A Novel Framework Using Deep Reinforcement Learning for Join Order Selection
Chang Liu, Amin Kamali, Verena Kantere, Calisto Zuzarte, Vincent Corvinelli
TL;DR
Join order optimization faces an exponential search space, limiting traditional optimizers. The authors introduce GTDD, a framework that fuses Graph Neural Networks, Tree-LSTM, and a dueling-DQN reinforcement learner with curriculum learning to learn adaptive join orders, supported by rich multi-level representations. They propose a novel ratio-based reward and an action-masking mechanism to stabilize training and accelerate convergence.

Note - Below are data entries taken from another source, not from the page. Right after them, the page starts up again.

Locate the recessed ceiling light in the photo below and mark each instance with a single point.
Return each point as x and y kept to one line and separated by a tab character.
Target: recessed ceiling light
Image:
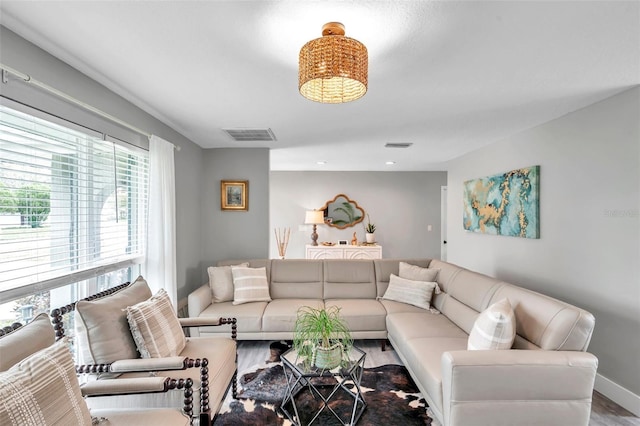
398	144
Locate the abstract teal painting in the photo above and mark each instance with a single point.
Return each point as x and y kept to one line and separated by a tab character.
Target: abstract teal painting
504	204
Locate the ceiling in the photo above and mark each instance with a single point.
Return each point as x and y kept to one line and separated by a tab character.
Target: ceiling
447	76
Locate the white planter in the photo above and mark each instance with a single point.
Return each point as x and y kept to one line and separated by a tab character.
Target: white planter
328	358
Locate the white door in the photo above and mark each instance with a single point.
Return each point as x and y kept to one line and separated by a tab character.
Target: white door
443	223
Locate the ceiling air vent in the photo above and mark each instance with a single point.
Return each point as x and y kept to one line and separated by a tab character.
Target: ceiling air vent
398	145
251	135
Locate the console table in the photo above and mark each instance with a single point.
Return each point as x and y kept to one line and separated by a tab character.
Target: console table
343	252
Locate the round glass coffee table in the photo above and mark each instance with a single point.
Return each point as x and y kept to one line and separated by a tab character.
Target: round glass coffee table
312	391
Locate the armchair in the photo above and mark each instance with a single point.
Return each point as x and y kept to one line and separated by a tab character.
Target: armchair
38	385
107	348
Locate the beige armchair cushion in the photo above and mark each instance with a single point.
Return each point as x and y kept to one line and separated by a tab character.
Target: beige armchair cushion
43	389
155	327
102	330
221	282
27	340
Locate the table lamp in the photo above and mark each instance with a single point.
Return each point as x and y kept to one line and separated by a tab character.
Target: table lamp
314	217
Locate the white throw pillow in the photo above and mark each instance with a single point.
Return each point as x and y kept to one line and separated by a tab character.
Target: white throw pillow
43	390
221	282
250	285
418	273
102	335
416	293
494	329
155	327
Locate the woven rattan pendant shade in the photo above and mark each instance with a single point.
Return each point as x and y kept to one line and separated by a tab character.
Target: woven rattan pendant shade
333	68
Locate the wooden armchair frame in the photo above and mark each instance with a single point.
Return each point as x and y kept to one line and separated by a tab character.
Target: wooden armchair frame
133	387
173	363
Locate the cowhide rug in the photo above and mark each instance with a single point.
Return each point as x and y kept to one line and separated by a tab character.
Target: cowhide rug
391	395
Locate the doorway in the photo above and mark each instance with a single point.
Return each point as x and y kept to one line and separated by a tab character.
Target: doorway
443	223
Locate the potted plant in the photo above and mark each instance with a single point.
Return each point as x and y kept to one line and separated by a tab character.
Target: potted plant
321	336
370	230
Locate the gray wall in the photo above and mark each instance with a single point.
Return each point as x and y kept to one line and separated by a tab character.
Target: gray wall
589	249
18	53
401	204
234	234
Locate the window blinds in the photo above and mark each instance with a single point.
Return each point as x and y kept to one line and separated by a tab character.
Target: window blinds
72	205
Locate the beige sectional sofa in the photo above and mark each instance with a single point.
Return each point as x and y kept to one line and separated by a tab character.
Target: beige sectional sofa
546	378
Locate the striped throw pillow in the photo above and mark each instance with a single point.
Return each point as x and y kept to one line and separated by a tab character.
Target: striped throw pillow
416	293
155	327
43	389
417	273
495	328
221	282
250	285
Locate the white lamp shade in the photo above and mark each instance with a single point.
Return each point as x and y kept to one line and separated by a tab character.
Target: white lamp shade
314	216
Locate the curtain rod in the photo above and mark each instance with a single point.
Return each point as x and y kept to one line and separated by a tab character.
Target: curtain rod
28	79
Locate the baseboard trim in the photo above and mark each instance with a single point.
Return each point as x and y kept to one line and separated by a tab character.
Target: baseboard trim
618	394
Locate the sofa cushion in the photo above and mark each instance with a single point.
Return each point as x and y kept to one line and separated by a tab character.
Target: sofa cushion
393	307
417	293
26	340
221	282
249	316
349	279
361	314
548	323
43	389
281	314
423	360
250	285
102	330
411	325
494	329
155	327
296	279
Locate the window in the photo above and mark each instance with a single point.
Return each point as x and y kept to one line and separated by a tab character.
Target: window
72	208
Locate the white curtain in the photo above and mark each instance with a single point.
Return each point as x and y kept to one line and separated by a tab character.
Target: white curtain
160	265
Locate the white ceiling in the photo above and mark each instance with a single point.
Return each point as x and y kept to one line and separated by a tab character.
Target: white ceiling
447	76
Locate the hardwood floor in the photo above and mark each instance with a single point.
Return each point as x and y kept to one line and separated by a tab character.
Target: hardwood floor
604	412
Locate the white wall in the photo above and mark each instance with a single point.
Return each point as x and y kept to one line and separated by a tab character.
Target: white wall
589	250
401	204
234	234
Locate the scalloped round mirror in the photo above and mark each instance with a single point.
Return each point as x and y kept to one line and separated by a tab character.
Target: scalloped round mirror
341	212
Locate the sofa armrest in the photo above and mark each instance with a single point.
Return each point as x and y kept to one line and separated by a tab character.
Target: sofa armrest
503	387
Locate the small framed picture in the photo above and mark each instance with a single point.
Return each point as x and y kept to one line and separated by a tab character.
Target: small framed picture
234	195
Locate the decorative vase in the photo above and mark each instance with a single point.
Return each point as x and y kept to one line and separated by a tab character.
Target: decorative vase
328	358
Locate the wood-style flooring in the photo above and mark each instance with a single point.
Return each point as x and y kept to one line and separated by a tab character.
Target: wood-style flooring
604	412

Evaluations on JOB and TPC-H show GTDD outperforms state-of-the-art DRL-based methods and closely approaches or matches dynamic programming baselines, with faster convergence and greater generalization, suggesting practical impact for scalable learned optimizers in DBMS query planning.
Abstract
Join order selection is a sub-field of query optimization that aims to find the optimal join order for an SQL query with the minimum cost. The challenge lies in the exponentially growing search space as the number of tables increases, making exhaustive enumeration impractical. Traditional optimizers use static heuristics to prune the search space, but they often fail to adapt to changes or improve based on feedback from the DBMS. Recent research addresses these limitations with Deep Reinforcement Learning (DRL), allowing models to use feedback to dynamically search for better join orders and enhance performance over time. Existing research primarily focuses on capturing join order sequences and their representations at various levels, with limited comparative analysis of reinforcement learning methods. In this paper, we propose GTDD, a novel framework that integrates Graph Neural Networks (GNN), Treestructured Long Short-Term Memory (Tree LSTM), and DuelingDQN. We conduct a series of experiments that demonstrate a clear advantage of GTDD over state-of the-art techniques.